- Developer: Catalogic Software
- Stable release: 4.14 / December 2025
- Operating system: Windows, Linux (RedHat, CentOS, Oracle Linux, SUSE, Ubuntu, Debian), Linux OES, FreeBSD, IBM AIX
- Type: Backup
- License: Proprietary
- Website: catalogicsoftware.com/dpx

= Backup Express =

Backup software

Catalogic DPX (formerly BEX or Backup Express) is an enterprise-level data protection tool that backs up and restores data and applications for a variety of operating systems. It has data protection, disaster recovery and business continuity planning capabilities. Catalogic DPX protects physical servers or virtual machines on VMWare vSphere and Microsoft Hyper-V hypervisors, supports many database applications, including Oracle, SQL Server, SharePoint, Exchange, and SAP HANA. DPX supports agent-based or agent-less backups. Users can map to and use a backed up version of the database if something goes wrong with the primary version. DPX is managed from a single console and catalog. This allows for centralized control of both tape-based and disk-based data protection jobs across heterogeneous operating systems. DPX can protect data centers, remote sites and supports recovery from DR. DPX can protect data to disk, tape or cloud. It is used for various recovery use cases including file, application, BMR, VM or DR. DPX can spin up VMs from backup images, recover physical servers, bring up applications online from snapshot based backups, it can be used to recover from Ransomware.
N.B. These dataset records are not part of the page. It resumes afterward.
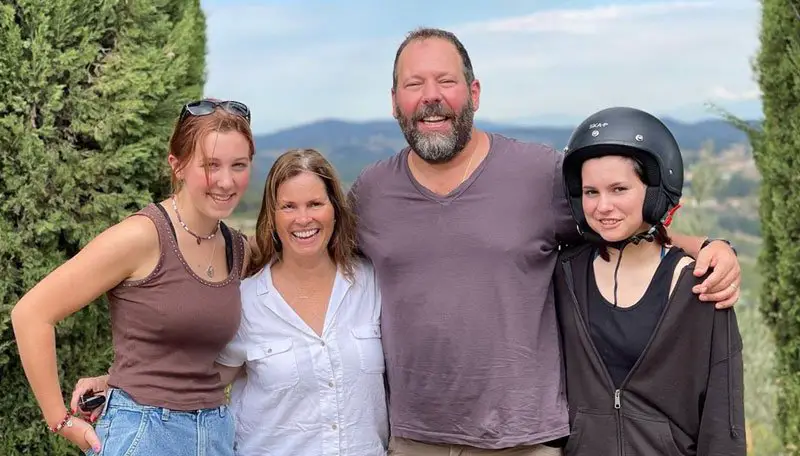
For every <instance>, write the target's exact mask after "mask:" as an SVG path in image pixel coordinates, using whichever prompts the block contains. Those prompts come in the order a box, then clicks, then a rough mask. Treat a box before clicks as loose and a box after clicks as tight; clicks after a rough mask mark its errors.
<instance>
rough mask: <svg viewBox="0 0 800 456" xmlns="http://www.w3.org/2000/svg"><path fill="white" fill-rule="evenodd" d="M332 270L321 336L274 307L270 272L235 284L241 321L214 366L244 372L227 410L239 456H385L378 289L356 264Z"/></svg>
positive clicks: (384, 432)
mask: <svg viewBox="0 0 800 456" xmlns="http://www.w3.org/2000/svg"><path fill="white" fill-rule="evenodd" d="M354 279H355V280H354V281H353V283H351V282H350V281H348V280H347V279H346V278H345V277H344V276H343V275H342V273H341V271H340V272H337V274H336V279H335V280H334V284H333V292H332V293H331V298H330V303H329V305H328V311H327V314H326V316H325V324H324V327H323V331H322V337H320V336H318V335H317V334H316V333H315V332H314V331H313V330H312V329H311V328H310V327H309V326H308V325H307V324H306V323H305V322H304V321H303V320H302V319H301V318H300V317H299V316H298V315H297V314H296V313H295V312H294V310H293V309H292V308H291V307H290V306H289V304H287V303H286V301H284V299H283V298H282V297H281V295H280V293H278V291H277V290H276V289H275V287H274V286H273V284H272V274H271V272H270V268H269V267H267V268H264V270H263V271H261V272H260V273H259V274H257V275H255V276H252V277H249V278H247V279H245V280H243V281H242V285H241V293H242V322H241V325H240V326H239V331H238V332H237V334H236V337H235V338H234V339H233V341H232V342H231V343H230V344H229V345H228V346H227V347H226V348H225V350H223V352H222V353H221V354H220V355H219V358H218V360H217V362H219V363H220V364H224V365H226V366H241V365H244V366H245V368H246V371H247V377H246V378H240V379H239V380H237V381H236V382H234V384H233V387H232V389H231V410H232V412H233V413H234V417H235V420H236V454H237V455H240V456H265V455H270V456H290V455H291V456H315V455H321V456H322V455H324V456H328V455H330V456H334V455H336V456H340V455H341V456H344V455H348V456H372V455H381V456H383V455H385V454H386V445H387V439H388V432H389V431H388V417H387V411H386V393H385V390H384V380H383V373H384V370H385V365H384V360H383V349H382V348H381V338H380V336H381V332H380V291H379V289H378V283H377V280H376V277H375V272H374V270H373V268H372V266H371V265H370V264H368V263H366V262H361V263H359V264H358V265H357V267H356V270H355V277H354Z"/></svg>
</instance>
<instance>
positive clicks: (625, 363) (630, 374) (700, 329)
mask: <svg viewBox="0 0 800 456" xmlns="http://www.w3.org/2000/svg"><path fill="white" fill-rule="evenodd" d="M563 173H564V183H565V191H566V193H567V195H568V198H569V201H570V206H571V209H572V214H573V217H574V219H575V221H576V223H577V225H578V230H579V231H580V232H581V234H582V235H583V236H584V237H585V238H586V239H587V240H588V241H589V242H588V243H586V244H585V245H582V246H579V247H577V248H575V249H573V250H569V251H566V252H564V253H562V255H561V257H560V259H559V265H558V267H557V268H556V278H555V284H556V296H557V304H556V305H557V309H558V318H559V324H560V328H561V334H562V341H563V354H564V361H565V368H566V378H567V396H568V403H569V418H570V427H571V432H570V436H569V440H568V442H567V446H566V448H565V454H566V455H567V456H573V455H576V456H580V455H648V456H650V455H672V456H674V455H695V454H698V455H711V454H714V455H716V454H719V455H722V454H724V455H745V454H746V445H745V432H744V398H743V384H742V383H743V366H742V340H741V337H740V335H739V330H738V326H737V322H736V315H735V313H734V310H733V309H732V308H729V309H725V310H715V309H714V307H712V306H708V305H702V304H701V303H700V301H699V299H698V297H697V295H696V294H694V293H693V292H692V287H693V286H695V285H696V284H698V283H700V282H701V281H702V280H703V277H694V276H693V274H692V269H693V264H692V263H693V260H692V259H691V258H690V257H689V256H688V255H687V254H686V253H685V252H684V251H682V250H681V249H679V248H677V247H674V246H672V245H670V238H669V236H668V234H667V231H666V229H665V227H666V226H667V225H668V224H669V221H670V218H671V216H672V213H673V211H674V210H675V209H676V208H677V207H678V201H679V199H680V196H681V191H682V187H683V161H682V158H681V153H680V149H679V147H678V144H677V142H676V141H675V138H674V137H673V135H672V134H671V133H670V131H669V130H668V129H667V127H666V126H665V125H664V124H663V123H662V122H661V121H659V120H658V119H657V118H655V117H654V116H652V115H650V114H648V113H645V112H643V111H639V110H636V109H631V108H610V109H605V110H603V111H600V112H598V113H596V114H594V115H592V116H590V117H589V118H588V119H586V120H585V121H584V122H583V123H582V124H581V125H580V126H579V127H578V128H577V129H576V130H575V132H574V133H573V135H572V137H571V138H570V141H569V144H568V146H567V148H566V151H565V157H564V165H563Z"/></svg>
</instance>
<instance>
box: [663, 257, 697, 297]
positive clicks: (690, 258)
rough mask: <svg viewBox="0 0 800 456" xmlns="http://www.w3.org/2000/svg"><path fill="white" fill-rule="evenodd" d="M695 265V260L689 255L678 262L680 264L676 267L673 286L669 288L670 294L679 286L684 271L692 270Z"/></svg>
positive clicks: (672, 279) (677, 265)
mask: <svg viewBox="0 0 800 456" xmlns="http://www.w3.org/2000/svg"><path fill="white" fill-rule="evenodd" d="M673 248H675V247H673ZM693 264H694V259H693V258H692V257H690V256H688V255H684V256H683V257H682V258H681V259H680V260H678V264H676V265H675V270H674V271H673V272H672V284H671V285H670V288H669V291H670V293H672V290H674V289H675V286H676V285H677V284H678V280H680V278H681V274H682V273H683V271H684V269H687V268H691V266H692V265H693ZM688 274H691V271H689V272H688Z"/></svg>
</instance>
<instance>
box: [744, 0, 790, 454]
mask: <svg viewBox="0 0 800 456" xmlns="http://www.w3.org/2000/svg"><path fill="white" fill-rule="evenodd" d="M761 4H762V20H761V37H760V39H761V49H760V51H759V54H758V58H757V61H756V64H755V66H756V68H755V70H756V74H757V79H758V83H759V85H760V87H761V91H762V94H763V98H762V100H763V105H764V124H763V129H762V130H761V131H758V132H752V133H753V134H751V139H752V140H753V146H754V157H755V161H756V165H757V166H758V169H759V171H760V173H761V177H762V179H763V181H762V185H761V209H760V211H761V226H762V233H763V246H762V252H761V256H760V258H759V267H760V268H761V274H762V277H763V279H764V280H763V285H762V290H761V310H762V312H763V314H764V315H765V316H766V319H767V322H768V323H769V324H770V326H771V328H772V333H773V335H774V337H775V342H776V346H777V354H776V361H777V362H776V364H777V366H776V381H777V384H778V387H779V392H778V416H777V420H776V422H777V423H779V425H780V434H781V439H782V440H783V442H784V444H785V445H786V450H787V454H800V155H798V151H800V13H799V12H798V10H797V9H796V8H795V7H793V6H792V2H788V1H786V0H762V2H761Z"/></svg>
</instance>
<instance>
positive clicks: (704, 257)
mask: <svg viewBox="0 0 800 456" xmlns="http://www.w3.org/2000/svg"><path fill="white" fill-rule="evenodd" d="M669 236H670V237H671V238H672V243H673V244H674V245H675V246H677V247H680V248H681V249H683V250H684V251H686V253H688V254H689V255H690V256H692V257H693V258H695V259H696V260H697V261H696V262H695V267H694V276H695V277H701V276H703V275H705V273H706V272H707V271H708V270H709V268H711V269H713V271H712V272H711V274H709V275H708V277H706V279H705V280H703V283H701V284H700V285H697V286H695V287H694V288H693V289H692V291H693V292H694V293H695V294H698V295H700V300H701V301H706V302H713V303H716V307H717V308H718V309H723V308H727V307H731V306H733V305H734V304H735V303H736V301H737V300H738V299H739V286H740V284H741V281H742V276H741V272H742V269H741V267H740V265H739V260H738V259H737V258H736V253H735V252H734V251H733V249H732V248H731V247H730V246H729V245H728V244H726V243H724V242H722V241H713V242H711V243H710V244H708V246H706V247H705V248H703V249H701V246H702V245H703V241H705V240H706V238H703V237H697V236H686V235H683V234H680V233H675V232H673V231H670V232H669Z"/></svg>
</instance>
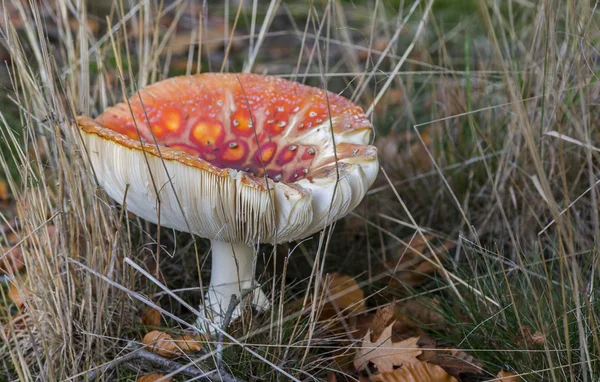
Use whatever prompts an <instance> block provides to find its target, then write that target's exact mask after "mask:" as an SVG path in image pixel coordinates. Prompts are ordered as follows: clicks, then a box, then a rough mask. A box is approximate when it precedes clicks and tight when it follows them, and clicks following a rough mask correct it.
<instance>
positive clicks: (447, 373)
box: [371, 362, 458, 382]
mask: <svg viewBox="0 0 600 382" xmlns="http://www.w3.org/2000/svg"><path fill="white" fill-rule="evenodd" d="M371 380H372V381H382V382H458V380H457V379H456V378H454V377H453V376H451V375H450V374H448V373H446V372H445V371H444V369H442V368H441V367H439V366H437V365H432V364H430V363H427V362H418V363H410V364H407V365H404V366H402V367H401V368H400V369H396V370H394V371H392V372H391V373H381V374H375V375H373V376H372V377H371Z"/></svg>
== Supported applications ==
According to the DPX Interface Guide, DPX contains interfaces to the following software and database management systems: DB2, Lotus Notes, Microsoft Exchange, Micro Focus Groupwise, Micro Focus Open Enterprise Services (OES), Oracle, SAP, SharePoint, and SQL Server. For Oracle, DPX provides cloning capabilities. For Microsoft Exchange, SQL Server, and Oracle, DPX provides read/write access to recovery points. SQL log truncation, Rollback in time, point in time recovery for SQL, granular recovery of Exchange, SharePoint and SQL is available.

== Storage media ==
DPX uses tape, tape library (jukebox), virtual tape library (VTL), disk (local, NetApp, Dell EMC, HP, Data Domain), disk-to-disk-to-tape, cloud as a backup target. DPX will back up to any disk with vStor or NetApp FAS storage.

==Structure==
DPX infrastructure has three types of components:
- Master Server
  Controls all backup management tasks, catalog, scheduling, job execution, and distributed processing.
- Device Server; Advanced Server; Open Storage Server; or vStor Server
  Handles backup media – either tape or disk.
- Client Node
  Any computer in a DPX enterprise from which data is backed up is considered a DPX client node.

==Catalogic Software history==
In October 2013, Syncsort sold its data protection business to an investor group led by Bedford Venture Partners and Windcrest Partners. The spun off Data Protection business is now called Catalogic Software, the company that produces Catalogic DPX.

On 4 June 2018, it was reported that Catalogic Software had taken an equity stake in the European data protection company Storware.